Wednesday, October 9, 2013

the yellow pencil



I bought a set of special colored pencils a couple years back, I don't remember where, but they have worked well for me and the kind of art I do. Even when several broke in two one day soon after I bought them, it just meant there were more of them!

The yellow pencil remained whole, and it added courageous heart to works that were incomplete, or fractious. Heart on fire is how I thought of it.

I say thought - as in the past tense - because although I used it today, carrying it about in my fabric bag - I cannot find the yellow pencil tonight. It'll likely show up, but I'm learning something here. There is mourning I feel over a pencil, or over a paintbrush that (with its unique wear and tear, weight, and paint patterns) leaves the table for good. It's worse than losing a favorite word in your vocabulary, or a favorite skillet in the kitchen. The painting and drawing are a passionate process. As oddball as it seems, I'm connected to this yellow pencil.

Tuesday, October 8, 2013

the house by the side of the road ...

...Let me live in my house by the side of the road,
Where the race of men go by-
They are good, they are bad, they are weak, they are strong,
Wise, foolish - so am I.
Then why should I sit in the scorner's seat,
Or hurl the cynic's ban?
Let me live in my house by the side of the road
And be a friend to man.



(my father's favorite stanza from 'The House by the Side of the Road' by Sam Walter Foss)

Monday, October 7, 2013

i want to tell you something
she said
tonight the kitchen door was open
to let in the cooler air
the neighbor cat
walks in and yawns
and has a bite to eat
'the kitten chow is good' he says.
his ears point up
and he trots out
following the soft noises of a prowler I do not see
the cat disappears, but there comes a striped tail in the bougainvillea
and then a face
a bold black mask outlined in white
the raccoon is digging up the compost I buried

i want to tell you more
she said
the tiny ants so busy on the counter
do not notice the sugar;
the crescent moon paired with Venus this evening
bright and personal.
the cappucino had no coffee in it
but the cold chicken and dried apricots,
the last of the blueberry wine,
made a good supper.
how happy the coupling
the red and orange scarf I'm knitting
the orange yarn entwined with the red
glows - you never would have guessed
you who are always near
and never here
perhaps you would enjoy
this good supper
Dad's in a wheelchair, his back partially exposed by the hospital gown, a bandage on a fresh abdominal incision, his face puffy with exhaustion, and he's cracking jokes, one after the other. Humor carries him an inch or two above the fray.

Saturday, October 5, 2013

from a hospital window, eighth floor -

(from a hospital window, eighth floor -)

raindrops
like thousands of promises kept
fell lightly
fell soundlessly

Thursday, October 3, 2013

iced tea

the glass of tea
was big and cold
with two hands
the withered woman
drank,
the ice cubes
winking in the light

Tuesday, October 1, 2013

There were water spigots every few campsites at the Mazama Campground at Crater Lake National Park in the 1990s. The water flowed well enough, but there wasn't much of a drainage system, so we used little or no detergent to wash our dishes when camping. In consideration for the people following us, it seemed best not leave a mass of dirty suds at the base of the faucet. The tin plates and plastic cups came out clean enough.
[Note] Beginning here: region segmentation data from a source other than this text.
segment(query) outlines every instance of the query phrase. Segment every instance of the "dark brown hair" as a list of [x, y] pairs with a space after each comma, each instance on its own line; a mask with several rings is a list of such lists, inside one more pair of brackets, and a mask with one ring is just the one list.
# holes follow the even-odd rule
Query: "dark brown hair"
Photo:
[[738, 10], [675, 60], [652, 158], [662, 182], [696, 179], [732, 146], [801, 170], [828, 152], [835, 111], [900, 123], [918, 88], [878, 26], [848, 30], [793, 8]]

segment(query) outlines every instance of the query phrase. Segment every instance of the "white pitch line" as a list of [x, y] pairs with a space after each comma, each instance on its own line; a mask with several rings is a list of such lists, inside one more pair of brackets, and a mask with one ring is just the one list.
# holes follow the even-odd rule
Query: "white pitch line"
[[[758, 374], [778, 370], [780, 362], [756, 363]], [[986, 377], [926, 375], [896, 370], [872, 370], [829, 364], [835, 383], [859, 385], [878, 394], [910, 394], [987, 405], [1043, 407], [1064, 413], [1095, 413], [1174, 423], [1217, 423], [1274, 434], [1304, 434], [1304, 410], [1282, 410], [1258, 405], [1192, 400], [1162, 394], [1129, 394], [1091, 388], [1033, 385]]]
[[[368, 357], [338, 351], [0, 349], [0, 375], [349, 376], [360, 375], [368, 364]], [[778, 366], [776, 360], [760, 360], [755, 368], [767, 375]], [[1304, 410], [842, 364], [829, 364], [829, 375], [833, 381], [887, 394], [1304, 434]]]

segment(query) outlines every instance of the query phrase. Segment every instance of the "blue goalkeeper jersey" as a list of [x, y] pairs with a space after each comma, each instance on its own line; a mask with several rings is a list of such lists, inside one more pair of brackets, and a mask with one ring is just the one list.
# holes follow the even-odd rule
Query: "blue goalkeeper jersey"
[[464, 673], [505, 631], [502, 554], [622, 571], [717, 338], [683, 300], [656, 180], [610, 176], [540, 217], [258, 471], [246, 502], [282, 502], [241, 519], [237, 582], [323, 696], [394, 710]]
(Washing dishes under the great pines of Crater Lake has come to mind while I'm washing dishes in kitchens far from Oregon. The amount of detergent I use has grown smaller with every memory.)

Before going camping, our friends in western Oregon took us to orchards where berries and fruit were cultivated, not far from the Willamette River. We and the kids picked blueberries and sometimes raspberries too, to take with us to Crater Lake.

Once there, we sat at the picnic table taking fistsful of berries from the boxes, and eating wild salmon our friend had caught in Alaska and preserved in the smoke of alderwood. We were eating simply, yet came to know - this is a true feast. The taste of wild, fresh foods curls around the tongue and awakens the mind and heart.